We read Roland Barthes for our Critical Theory class this week. And I have learned stuff. For instance, from this quote from Image-Music-Text:
Narrative thus appears as a succession of tightly interlocking mediate and immediate elements; dystaxia determines a ‘horizontal’ reading, while integration superimposes a ‘vertical’ reading: there is a sort of structural ‘limping’, an incessant play of potentials whose varying falls give the narrative its dynamism or energy: each unit is perceived at once in its surfacing and in its depth and it is thus that the narrative ‘works’; through the concourse of these two movements the structure ramifies, proliferates, uncovers itself – and recovers itself, pulls itself together: the new never fails in its regularity.
What have I learned, you ask?
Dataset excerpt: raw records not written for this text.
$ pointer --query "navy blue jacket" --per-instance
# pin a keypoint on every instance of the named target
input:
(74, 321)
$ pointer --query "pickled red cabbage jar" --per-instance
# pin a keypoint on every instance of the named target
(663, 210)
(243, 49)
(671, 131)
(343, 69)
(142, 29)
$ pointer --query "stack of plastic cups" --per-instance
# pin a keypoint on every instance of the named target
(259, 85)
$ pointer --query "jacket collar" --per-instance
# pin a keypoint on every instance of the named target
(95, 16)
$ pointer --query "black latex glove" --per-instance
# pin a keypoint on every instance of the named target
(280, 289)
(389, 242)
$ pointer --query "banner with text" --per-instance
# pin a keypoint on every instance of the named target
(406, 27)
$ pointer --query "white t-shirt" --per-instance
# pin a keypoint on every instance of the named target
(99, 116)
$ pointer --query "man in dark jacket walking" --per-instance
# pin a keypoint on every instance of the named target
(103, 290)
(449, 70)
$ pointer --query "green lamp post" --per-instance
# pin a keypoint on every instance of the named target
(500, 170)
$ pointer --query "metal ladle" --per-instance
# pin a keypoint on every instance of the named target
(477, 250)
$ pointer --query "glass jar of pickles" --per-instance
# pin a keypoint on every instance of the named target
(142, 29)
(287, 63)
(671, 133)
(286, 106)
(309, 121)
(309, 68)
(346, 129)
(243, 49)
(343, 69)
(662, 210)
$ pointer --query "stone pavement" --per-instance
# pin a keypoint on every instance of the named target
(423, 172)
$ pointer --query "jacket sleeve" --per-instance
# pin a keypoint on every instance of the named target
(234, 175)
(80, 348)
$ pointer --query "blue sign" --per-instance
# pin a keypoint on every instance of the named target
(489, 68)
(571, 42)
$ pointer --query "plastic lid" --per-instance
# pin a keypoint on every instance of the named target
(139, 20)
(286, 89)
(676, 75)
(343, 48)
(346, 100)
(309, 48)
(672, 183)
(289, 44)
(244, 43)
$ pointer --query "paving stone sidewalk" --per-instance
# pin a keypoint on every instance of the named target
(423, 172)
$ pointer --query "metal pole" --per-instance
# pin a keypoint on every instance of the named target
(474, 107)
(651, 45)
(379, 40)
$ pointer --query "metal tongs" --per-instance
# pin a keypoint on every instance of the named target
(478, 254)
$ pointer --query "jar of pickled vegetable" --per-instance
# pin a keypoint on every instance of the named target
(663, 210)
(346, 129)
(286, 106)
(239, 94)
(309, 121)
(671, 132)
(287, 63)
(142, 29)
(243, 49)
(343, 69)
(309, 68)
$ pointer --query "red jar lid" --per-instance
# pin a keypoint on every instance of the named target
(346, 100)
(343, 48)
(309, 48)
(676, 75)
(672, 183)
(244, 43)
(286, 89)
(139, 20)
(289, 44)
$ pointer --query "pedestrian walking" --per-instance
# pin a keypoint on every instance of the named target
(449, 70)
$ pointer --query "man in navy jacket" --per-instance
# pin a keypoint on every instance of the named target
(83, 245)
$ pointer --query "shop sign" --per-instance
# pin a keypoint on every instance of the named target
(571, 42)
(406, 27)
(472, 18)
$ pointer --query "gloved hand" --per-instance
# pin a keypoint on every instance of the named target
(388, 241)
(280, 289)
That apparently I can use as many semicolons and colons within a single sentence as I darn well please! Plus a dash, thank you very much. Now every time professors ask me to rephrase rather than use dashes or semicolons, I’m going to point to this passage and say “Barthes did it.” Note for any fiction writers out there, you can use Jane Eyre to pull the same trick; I swear, she’s got some sentences that go on for a whole page – separated only by semicolons and dashes. Or Vanity Fair, which has the most prodigious dash use I’ve seen in my life, and believe me, I love me some dashes.